A Mount Vernon city employee, her daughter, and a former resident are facing charges for allegedly taking advantage of the COVID-19 pandemic to bilk the government out of more than $1.6 million in loans earmarked for small businesses and then accepting kickbacks.
Andrea Ayers, a civilian employee of the Mount Vernon Police Department, and her daughter, Alicia Ayers, who operates a travel agency were arrested in the city on Tuesday, March 23 for allegedly submitting applications for more than 300 people to claim federal loans for businesses that did not qualify for.
A third suspect, Traci Proctor, who also worked in Mount Vernon city government before moving south, was also arrested on Tuesday in Georgia.
U.S. Attorney Audrey Strauss said that the three women have been charged with conspiracy to commit wire fraud, wire fraud, false statements, and aggravated identity theft in connection with a scheme to defraud the U.S. Small Business Administration (SBA), out of more than $1.6 million.
During the pandemic, Congress expanded the SBA’s Economic Injury Disaster Loan Program to provide small businesses with low-interest loans of up to $2 million before May last year, and up to $150,000 beginning in May 2020 to “provide vital economic support to help overcome the loss of revenue small businesses are experiencing due to COVID-19.”
It is alleged that in June and July 2020, both Ayers and Proctor used the identifies of approximately 300 other people to submit 315 online applications to the SBA seeking more than $3 million in funding through the program.
Strauss said that on the applications, the three would falsely report the number of employees working for the purported businesses, most of which never existed at all.

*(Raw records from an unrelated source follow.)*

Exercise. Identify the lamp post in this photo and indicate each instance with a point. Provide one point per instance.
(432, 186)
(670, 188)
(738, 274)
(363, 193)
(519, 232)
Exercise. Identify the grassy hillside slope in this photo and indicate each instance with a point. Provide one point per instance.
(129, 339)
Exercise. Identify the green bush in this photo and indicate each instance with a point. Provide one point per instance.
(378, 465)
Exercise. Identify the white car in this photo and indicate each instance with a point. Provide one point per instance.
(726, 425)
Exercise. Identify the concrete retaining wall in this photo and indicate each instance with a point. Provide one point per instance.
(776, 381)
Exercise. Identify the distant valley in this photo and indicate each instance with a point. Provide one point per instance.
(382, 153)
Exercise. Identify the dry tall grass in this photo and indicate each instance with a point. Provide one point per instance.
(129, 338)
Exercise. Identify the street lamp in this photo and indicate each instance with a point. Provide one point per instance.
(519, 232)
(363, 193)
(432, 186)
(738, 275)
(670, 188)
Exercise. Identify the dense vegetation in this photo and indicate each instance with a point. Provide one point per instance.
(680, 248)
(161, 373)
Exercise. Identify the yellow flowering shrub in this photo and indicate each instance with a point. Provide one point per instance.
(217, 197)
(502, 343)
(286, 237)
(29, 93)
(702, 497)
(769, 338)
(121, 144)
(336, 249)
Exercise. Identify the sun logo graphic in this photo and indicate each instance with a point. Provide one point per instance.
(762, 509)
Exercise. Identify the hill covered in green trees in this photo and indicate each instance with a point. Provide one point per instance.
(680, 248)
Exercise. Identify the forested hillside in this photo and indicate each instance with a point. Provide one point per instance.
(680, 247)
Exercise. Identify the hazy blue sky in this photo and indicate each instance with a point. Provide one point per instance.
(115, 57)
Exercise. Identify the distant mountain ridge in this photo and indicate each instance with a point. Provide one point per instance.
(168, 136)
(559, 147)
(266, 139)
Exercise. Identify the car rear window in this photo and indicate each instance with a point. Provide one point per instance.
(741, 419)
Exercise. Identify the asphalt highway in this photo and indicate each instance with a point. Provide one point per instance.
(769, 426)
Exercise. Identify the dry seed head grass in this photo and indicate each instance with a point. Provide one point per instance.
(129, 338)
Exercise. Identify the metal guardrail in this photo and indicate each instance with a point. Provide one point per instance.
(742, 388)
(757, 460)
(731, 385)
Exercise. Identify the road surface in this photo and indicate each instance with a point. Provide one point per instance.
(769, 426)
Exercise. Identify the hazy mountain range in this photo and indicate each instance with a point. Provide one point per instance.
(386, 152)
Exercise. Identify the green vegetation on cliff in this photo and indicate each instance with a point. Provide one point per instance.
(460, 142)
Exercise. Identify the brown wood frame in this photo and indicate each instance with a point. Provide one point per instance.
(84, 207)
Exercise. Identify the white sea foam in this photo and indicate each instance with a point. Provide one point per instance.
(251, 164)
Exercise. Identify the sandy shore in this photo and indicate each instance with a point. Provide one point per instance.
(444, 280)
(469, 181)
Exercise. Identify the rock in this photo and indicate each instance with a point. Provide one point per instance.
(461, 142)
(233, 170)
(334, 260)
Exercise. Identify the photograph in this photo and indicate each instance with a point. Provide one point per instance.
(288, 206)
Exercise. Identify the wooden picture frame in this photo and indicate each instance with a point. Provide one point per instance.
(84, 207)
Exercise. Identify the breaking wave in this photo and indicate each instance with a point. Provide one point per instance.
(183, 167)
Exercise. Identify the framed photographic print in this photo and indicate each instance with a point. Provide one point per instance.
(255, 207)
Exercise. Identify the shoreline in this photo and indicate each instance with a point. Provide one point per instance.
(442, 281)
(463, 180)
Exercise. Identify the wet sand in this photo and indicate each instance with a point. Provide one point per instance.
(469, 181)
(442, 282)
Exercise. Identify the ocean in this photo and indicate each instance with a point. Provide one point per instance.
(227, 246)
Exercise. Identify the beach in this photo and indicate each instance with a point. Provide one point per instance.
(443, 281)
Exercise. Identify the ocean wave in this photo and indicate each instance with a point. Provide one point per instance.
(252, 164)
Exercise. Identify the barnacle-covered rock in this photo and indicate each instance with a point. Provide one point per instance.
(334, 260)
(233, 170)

Based on the fraudulent applications, the SBA made advance payments of approximately $1,690,000 to the “applicants” who then kicked back a portion of the money to the three women, usually between $1,000 and $5,000 each.
“As alleged, the defendants schemed to defraud the SBA by submitting disaster loan and grant applications for non-existent businesses,” Strauss said. “In so doing, they stole funds intended for the many small businesses that are struggling as a result of the COVID-19 pandemic.”
Alicia Ayers, 34, Andrea Ayers, 54, and Proctor, 47, were charged with:
- Conspiracy to commit wire fraud
- Wire fraud;
- Making false statements;
- Aggravated identity theft.
“While small businesses throughout the country were clamoring for the economic support they so desperately needed after the first quarter of the pandemic, those charged today allegedly saw the SBA’s Economic Injury Disaster Loan Program as nothing more than an opportunity to turn a quick profit,” FBI Assistant Director William Sweeney said.
“As alleged, Ayers, Ayers, and Proctor filed more than 300 online applications on behalf of others that included false information to support their claims.
“This resulted in nearly $1.7 million worth of payments from the SBA, a portion of which the defendants received in the form of kickbacks," Sweeney continued. "No matter how creative the scheme is, rest assured those who siphon money from taxpayer-funded programs will be aggressively pursued. This investigation remains ongoing.”
Both the Ayers appeared in court in White Plains on Tuesday afternoon and were released on a $150,000 bond. Proctor was also scheduled to appear in federal court in Georgia.
If convicted of the top charge, the three women face up to 20 years in prison.